Apache Spark Python - Processing Column Data - Using to_date and to_timestamp

Let us understand how to convert non standard dates and timestamps to standard dates and timestamps.

  • yyyy-MM-dd is the standard date format
  • yyyy-MM-dd HH:mm:ss.SSS is the standard timestamp format
  • Most of the date manipulation functions expect date and time using standard format. However, we might not have data in the expected standard format.
  • In those scenarios we can use to_date and to_timestamp to convert non standard dates and timestamps to standard ones respectively.

Using to_date for Dates

When working with date and timestamp data, it is important to convert non-standard formats to standard formats using to_date and to_timestamp functions.

from pyspark.sql.functions import lit, to_date
df.select(to_date(lit('02-03-2021'), 'dd-MM-yyyy').alias('to_date')).show()

Using to_timestamp for Timestamps

Use the to_timestamp function to convert non-standard timestamps to standard timestamps.

from pyspark.sql.functions import to_timestamp
df.select(to_timestamp(lit('02-Mar-2021 17:30:15'), 'dd-MMM-yyyy HH:mm:ss').alias('to_date')).show()
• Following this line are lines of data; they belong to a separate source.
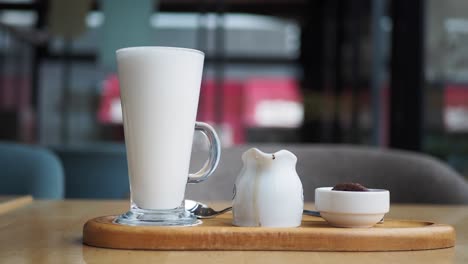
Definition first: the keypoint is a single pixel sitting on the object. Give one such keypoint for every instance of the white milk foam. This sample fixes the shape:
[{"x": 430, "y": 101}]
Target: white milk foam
[{"x": 159, "y": 89}]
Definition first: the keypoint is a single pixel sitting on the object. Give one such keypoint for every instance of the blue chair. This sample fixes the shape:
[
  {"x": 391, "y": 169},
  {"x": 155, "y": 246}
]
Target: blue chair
[
  {"x": 95, "y": 171},
  {"x": 30, "y": 170}
]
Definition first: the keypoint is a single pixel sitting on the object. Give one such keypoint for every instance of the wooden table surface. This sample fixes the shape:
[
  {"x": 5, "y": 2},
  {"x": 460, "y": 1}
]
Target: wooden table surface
[{"x": 50, "y": 232}]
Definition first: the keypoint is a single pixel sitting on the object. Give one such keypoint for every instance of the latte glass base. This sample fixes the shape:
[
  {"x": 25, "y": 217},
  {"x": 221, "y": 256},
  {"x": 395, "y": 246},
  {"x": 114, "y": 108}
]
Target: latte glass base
[{"x": 172, "y": 217}]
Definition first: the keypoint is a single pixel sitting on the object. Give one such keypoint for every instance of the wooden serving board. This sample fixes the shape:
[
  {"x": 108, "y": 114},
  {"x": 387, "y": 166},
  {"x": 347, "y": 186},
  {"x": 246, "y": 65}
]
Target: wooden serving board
[{"x": 314, "y": 235}]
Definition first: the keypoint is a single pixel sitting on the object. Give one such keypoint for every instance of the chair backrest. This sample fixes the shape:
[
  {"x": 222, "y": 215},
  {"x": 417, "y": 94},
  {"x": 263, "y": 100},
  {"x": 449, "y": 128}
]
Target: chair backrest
[
  {"x": 30, "y": 170},
  {"x": 97, "y": 171},
  {"x": 410, "y": 177}
]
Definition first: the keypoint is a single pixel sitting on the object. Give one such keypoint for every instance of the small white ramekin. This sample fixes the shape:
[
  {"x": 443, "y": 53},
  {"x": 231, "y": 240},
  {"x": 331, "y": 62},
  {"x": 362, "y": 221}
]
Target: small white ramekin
[{"x": 352, "y": 209}]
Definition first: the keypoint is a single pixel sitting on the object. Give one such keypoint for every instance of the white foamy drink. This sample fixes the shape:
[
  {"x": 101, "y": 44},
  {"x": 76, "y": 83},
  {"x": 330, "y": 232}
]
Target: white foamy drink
[{"x": 160, "y": 87}]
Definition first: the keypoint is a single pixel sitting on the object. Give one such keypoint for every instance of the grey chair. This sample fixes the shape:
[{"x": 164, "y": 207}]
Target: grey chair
[
  {"x": 410, "y": 177},
  {"x": 33, "y": 170}
]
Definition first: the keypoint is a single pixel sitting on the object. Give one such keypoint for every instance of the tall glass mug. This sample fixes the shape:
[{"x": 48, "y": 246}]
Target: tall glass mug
[{"x": 159, "y": 88}]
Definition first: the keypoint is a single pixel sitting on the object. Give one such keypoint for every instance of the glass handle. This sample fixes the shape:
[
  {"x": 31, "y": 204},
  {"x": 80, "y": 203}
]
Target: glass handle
[{"x": 213, "y": 156}]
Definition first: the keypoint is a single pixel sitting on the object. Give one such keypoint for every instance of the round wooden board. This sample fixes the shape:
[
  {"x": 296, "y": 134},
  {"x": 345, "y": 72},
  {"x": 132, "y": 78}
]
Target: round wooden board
[{"x": 313, "y": 235}]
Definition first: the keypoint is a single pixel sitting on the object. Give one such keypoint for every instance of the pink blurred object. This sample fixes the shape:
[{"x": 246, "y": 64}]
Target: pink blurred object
[
  {"x": 272, "y": 102},
  {"x": 257, "y": 102},
  {"x": 455, "y": 108},
  {"x": 232, "y": 110}
]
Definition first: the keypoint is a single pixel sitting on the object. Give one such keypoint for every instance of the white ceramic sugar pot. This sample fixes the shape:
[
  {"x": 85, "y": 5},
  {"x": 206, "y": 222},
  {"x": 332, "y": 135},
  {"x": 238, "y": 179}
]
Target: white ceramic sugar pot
[{"x": 268, "y": 191}]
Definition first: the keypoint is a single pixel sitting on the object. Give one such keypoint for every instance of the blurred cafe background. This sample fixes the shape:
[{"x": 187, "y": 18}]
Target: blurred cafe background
[{"x": 382, "y": 73}]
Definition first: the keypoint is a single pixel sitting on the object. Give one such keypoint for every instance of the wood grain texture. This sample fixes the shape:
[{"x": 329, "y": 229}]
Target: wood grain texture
[
  {"x": 314, "y": 235},
  {"x": 9, "y": 203}
]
Watch the video tutorial here

Hands-On Tasks

Perform the following tasks to practice using to_date and to_timestamp functions:

  1. Create a Dataframe with date and time columns.
  2. Convert non-standard dates and timestamps to standard dates and timestamps in the Dataframe.

Conclusion

In this article, we have explored how to convert non-standard date and timestamp formats to standard formats using to_date and to_timestamp functions in PySpark. By following the provided instructions and code examples, you can effectively work with date and timestamp data in your PySpark applications. Remember to practice and engage with the community for further learning opportunities.